The government spent weeks battling court orders to bring him back while White House officials launched a barrage of public attacks against him and declared that he would never again step foot in the country.
He was returned to the U.S. last June — only to face allegations that he illegally moved other immigrants across the country. He pleaded not guilty.
“Objective evidence” has shown that federal prosecutors only brought charges against Abrego Garcia after he won his lawsuit challenging his arrest and removal, according to Friday’s order from District Judge Waverly Crenshaw in Tennessee.
A decision to re-open a previously closed investigation against Abrego Garcia — coupled with public statements from administration officials including Acting Attorney General Todd Blanche that tied the case to Abrego Garcia’s lawsuit — “taints the investigation with a vindictive motive,” Crenshaw wrote.
That “vindictive taint” continued as prosecutors worked on the case leading to last year’s indictment, including as the White House “found a way” to bring him back from El Salvador to comply with court orders to return him to the U.S., the judge wrote.
Crenshaw found “insufficient evidence of actual vindictiveness” but said the government “has failed to rebut the presumption of vindictiveness.”
“Because the presumption of vindictiveness remains unrebutted, the indictment must be dismissed,” Crenshaw wrote.
In August, lawyers for Abrego Garcia filed a motion to throw out the case on “vindictive and selective prosecution” grounds, arguing that he was “singled out” by the administration for “having the audacity to fight back, rather than accept a brutal injustice” after he was wrongfully deported to the Salvadoran prison.
Prosecutors cannot abuse the law to “punish someone for exercising his constitutional rights,” lawyers wrote in court filings. “Yet that is exactly what has happened here.”
Two months later, Crenshaw determined that administration officials who celebrated his arrest may be enough “direct evidence” to throw out the case against him for “vindictive” prosecution.
The case against Abrego Garcia has been a lightning rod in the Trump administration’s mass deportation efforts.
Abrego Garcia has an American wife and child and has lived in Maryland for years after fleeing gang violence in El Salvador and entering the U.S. illegally as a teenager. An immigration judge blocked the government from deporting him to his home country in 2019.
But a series of court rulings against his deportation to CECOT, and a legal saga in which government attorneys admitted to the mistake, have infuriated the White House and top administration officials.
A gag order blocks officials from making “any extrajudicial statements” that could compromise a fair trial against him, but that hasn’t stopped top officials including FBI Director Kash Patel from falsely labeling him a convicted criminal.

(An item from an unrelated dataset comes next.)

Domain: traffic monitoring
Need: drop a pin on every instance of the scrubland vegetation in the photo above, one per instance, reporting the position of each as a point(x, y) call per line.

Top officials at the Justice Department — including Todd Blanche — personally oversaw the decision to criminally charge Abrego Garcia, according to court documents. Blanche’s then-Associate Deputy Attorney General Aakash Singh played a “leading role in the government’s decision to prosecute,” according to Abrego Garcia’s lawyers, citing an order from Judge Crenshaw last year.
A two-count indictment accused him of participating in a years-long conspiracy to illegally move undocumented immigrants from Texas to other parts of the country. He faced one count of conspiracy to transport aliens and one count of unlawful transportation of undocumented aliens.
In their request to keep him in jail before trial, federal prosecutors also claimed he is a member of transnational gang MS-13, and “personally participated in violent crime, including murder,” despite not providing any evidence. They also claimed he “abused” women and trafficked children, firearms and narcotics, and there is also an ongoing investigation into “solicitation of child pornography.”
Abrego Garcia is not facing any charges on those allegations and judge determined that the government failed to link those allegations to evidence that implicates him.
While pursuing the criminal case against him, the Trump administration has been trying to deport Abrego Garcia, again, to at least five different countries, including four in Africa, before the criminal case had even reached a trial.
Last month, the administration announced it has “analyzed and eliminated all other options” from the table and “settled on a final country of removal”: Liberia.
Immigration and Customs Enforcement is currently blocked from deporting or detaining him, after a separate judge noted earlier this year that the government has made “one empty threat after another to remove him to countries in Africa with no real chance of success.”
His legal team has said he’s willing to deport himself to Costa Rica, which has agreed to take him. But in a memo earlier this year, ICE’s then-acting director Todd Lyons argued that sending him to the Central American country would be “prejudicial to the United States.”
The Independent has requested comment from the Justice Department and Abrego Garcia’s legal team.